I would love to have somebody explain to me how Christianity makes sense. Even before we discuss whether Christianity also happens to be true, I would first like to hear a presentation of Christianity that even makes sense.

It appears to me you missed the point of what I wrote. Maybe it got buried in the glut of words I used. I’m going to repeat most of an entire paragraph in hopes it will come through this time:

The first reason I would adduce for my believing in the Christian revelation is … a step towards a first-phase outcome I hope to reach, which is to show that Christianity makes sense.

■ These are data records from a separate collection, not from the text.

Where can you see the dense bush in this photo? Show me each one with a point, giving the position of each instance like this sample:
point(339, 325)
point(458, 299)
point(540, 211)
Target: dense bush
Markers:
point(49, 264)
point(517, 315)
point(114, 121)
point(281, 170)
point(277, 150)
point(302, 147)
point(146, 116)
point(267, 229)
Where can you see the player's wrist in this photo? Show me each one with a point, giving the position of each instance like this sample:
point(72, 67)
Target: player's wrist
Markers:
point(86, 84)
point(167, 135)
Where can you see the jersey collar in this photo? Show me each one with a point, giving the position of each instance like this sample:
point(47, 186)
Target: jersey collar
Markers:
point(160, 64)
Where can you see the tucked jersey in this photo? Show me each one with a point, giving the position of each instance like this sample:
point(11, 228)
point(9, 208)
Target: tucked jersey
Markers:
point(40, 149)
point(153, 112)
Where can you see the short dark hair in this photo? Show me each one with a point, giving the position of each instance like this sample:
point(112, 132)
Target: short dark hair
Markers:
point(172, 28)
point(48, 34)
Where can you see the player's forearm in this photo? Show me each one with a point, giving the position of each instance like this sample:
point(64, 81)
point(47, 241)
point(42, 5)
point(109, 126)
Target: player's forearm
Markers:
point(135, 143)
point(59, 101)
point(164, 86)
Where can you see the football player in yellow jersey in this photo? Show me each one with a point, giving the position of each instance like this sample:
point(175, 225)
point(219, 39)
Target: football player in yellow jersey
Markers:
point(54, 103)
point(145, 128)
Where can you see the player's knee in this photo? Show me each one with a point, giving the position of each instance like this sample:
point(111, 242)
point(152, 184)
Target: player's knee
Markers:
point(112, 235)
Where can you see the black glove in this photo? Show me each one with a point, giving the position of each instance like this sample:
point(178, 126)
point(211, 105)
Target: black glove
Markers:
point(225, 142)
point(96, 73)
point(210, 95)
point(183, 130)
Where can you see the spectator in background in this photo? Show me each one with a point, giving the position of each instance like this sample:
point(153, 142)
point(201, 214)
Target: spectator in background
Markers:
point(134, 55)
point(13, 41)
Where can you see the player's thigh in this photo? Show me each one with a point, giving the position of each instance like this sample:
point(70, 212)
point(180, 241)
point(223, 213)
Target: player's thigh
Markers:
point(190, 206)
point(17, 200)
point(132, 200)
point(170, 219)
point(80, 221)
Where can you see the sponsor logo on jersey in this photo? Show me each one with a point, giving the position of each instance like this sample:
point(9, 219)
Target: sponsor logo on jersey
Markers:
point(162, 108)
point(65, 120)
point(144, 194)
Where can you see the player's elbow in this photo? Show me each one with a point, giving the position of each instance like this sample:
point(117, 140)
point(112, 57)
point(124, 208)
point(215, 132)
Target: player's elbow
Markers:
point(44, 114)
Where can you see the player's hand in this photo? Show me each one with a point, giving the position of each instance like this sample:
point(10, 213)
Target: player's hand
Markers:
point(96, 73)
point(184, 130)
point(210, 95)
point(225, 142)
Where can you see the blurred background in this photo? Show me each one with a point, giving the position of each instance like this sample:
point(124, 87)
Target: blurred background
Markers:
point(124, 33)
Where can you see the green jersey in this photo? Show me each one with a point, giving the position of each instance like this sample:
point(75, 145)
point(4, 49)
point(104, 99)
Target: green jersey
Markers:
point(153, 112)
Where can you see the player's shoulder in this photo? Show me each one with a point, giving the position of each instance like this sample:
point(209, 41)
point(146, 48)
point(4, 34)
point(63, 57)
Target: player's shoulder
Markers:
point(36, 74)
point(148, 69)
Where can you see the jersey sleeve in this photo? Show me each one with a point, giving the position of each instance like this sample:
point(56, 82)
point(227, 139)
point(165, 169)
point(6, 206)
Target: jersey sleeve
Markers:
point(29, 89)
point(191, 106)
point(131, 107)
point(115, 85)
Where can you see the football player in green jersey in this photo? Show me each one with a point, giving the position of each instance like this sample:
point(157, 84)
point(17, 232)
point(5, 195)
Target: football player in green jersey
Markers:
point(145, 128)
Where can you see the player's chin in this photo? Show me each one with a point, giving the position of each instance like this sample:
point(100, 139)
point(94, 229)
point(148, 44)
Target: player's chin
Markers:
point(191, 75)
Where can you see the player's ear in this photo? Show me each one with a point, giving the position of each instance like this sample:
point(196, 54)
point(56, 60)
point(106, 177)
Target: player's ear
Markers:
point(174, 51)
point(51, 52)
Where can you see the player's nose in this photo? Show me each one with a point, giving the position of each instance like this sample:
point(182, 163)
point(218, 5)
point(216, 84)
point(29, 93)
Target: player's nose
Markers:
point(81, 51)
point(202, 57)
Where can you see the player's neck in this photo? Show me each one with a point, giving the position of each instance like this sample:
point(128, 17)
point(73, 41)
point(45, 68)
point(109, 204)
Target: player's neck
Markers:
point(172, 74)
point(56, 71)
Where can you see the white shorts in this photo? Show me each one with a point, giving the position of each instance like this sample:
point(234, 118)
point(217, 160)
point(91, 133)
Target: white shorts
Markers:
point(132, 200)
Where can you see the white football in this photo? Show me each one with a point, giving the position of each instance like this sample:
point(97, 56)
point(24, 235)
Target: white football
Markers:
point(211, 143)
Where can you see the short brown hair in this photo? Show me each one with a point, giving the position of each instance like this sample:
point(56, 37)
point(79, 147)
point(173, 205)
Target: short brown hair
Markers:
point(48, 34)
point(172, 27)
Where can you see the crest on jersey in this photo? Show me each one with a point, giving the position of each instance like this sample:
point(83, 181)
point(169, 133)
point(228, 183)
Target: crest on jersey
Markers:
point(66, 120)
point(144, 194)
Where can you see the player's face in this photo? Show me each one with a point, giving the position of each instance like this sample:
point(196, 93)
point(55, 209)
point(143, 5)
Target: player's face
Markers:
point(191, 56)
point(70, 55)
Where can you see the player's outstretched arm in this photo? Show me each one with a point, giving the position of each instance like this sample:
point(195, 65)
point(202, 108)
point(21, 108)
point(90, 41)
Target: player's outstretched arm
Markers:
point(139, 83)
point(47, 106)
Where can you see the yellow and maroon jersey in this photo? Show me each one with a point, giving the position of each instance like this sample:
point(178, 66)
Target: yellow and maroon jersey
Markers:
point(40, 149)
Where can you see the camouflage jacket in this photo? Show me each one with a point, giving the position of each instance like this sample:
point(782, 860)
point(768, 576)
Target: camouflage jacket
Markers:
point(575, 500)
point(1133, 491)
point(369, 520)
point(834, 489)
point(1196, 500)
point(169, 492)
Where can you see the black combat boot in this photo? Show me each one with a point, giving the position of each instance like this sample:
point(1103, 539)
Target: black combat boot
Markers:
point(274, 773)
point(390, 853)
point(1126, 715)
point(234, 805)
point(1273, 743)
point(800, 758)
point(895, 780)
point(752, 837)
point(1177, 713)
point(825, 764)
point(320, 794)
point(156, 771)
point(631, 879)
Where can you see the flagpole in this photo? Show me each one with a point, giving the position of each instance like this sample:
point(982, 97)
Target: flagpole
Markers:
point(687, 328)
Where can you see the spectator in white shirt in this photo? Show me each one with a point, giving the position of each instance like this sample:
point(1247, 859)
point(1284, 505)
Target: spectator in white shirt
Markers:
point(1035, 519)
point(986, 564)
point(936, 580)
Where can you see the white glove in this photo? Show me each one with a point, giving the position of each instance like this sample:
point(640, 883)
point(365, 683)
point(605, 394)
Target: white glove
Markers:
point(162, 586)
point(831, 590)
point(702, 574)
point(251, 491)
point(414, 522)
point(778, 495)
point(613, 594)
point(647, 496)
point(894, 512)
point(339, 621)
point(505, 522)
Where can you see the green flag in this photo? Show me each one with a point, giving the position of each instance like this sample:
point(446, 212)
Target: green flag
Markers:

This is more important than it once was…. Now we have the New Atheists (including Hitchens) presenting [Christianity] as something ridiculous or awful; or we have writers representing its beliefs as equivalent to Casper the Friendly Ghost or involving something as absurd as “metaphysical ectoplasm.” In an environment like this I don’t think it’s such a great idea to start with trying to prove Christianity. I would rather tell its story in a way that shows that it really does make sense.

In other words, what you called for in your Letter 10, with all the accompanying invective implying its impossibility, is something I said I was working on in my Letter 9. Moreover, I said it was a first step. I’m well aware of the questions you raised in your last letter. They’re not new to me. I’m not going to try to answer them all at once, okay? I’m taking it a step at a time.

Apparently my last letter did not present a clear and coherent enough argument for you to respond to. You wrote,

Tom, you have said many flowery things and quoted the lovely Pensées at length, but your argument was presented so vaguely that it raises suspicions of obscurantism. If you present your argument so unclearly it cannot be refuted or supported, and if you can present it more clearly I suspect it will be easily refuted.

I’ll try to be more clear. But whatever floweriness there was in my last letter was there for a purpose: to represent or to call to mind what it means to be human. I didn’t want to dry that out like dust in some syllogism. Since you asked, though, I’ll be glad to clarify my argument, as follows.

To be human is to experience a paradoxical mix of awareness of dignity, moral purpose, goodness, destiny, value, beauty, and wonder, along with all of their opposites. This is not easily accounted for by naturalism and especially by evolutionary explanations for behavior. Evolutionary psychology is a pseudo-science in the first place, since it has little to no evidence to draw on for most of its conclusions. In the second place, even its supposed explanations fail to to explain adequately how the first arising of these paradoxical experiences took place. And in the third place, naturalism provides no ontological ground for the actual existence of things like dignity, truth, destiny, beauty, and value, or for their opposites, either, for on naturalism there is only matter and energy arranged in varying degrees of complexity, interacting according to necessity and/or chance. I don’t know how matter, energy, necessity, and chance can acquire properties of truth, dignity, value, or destiny.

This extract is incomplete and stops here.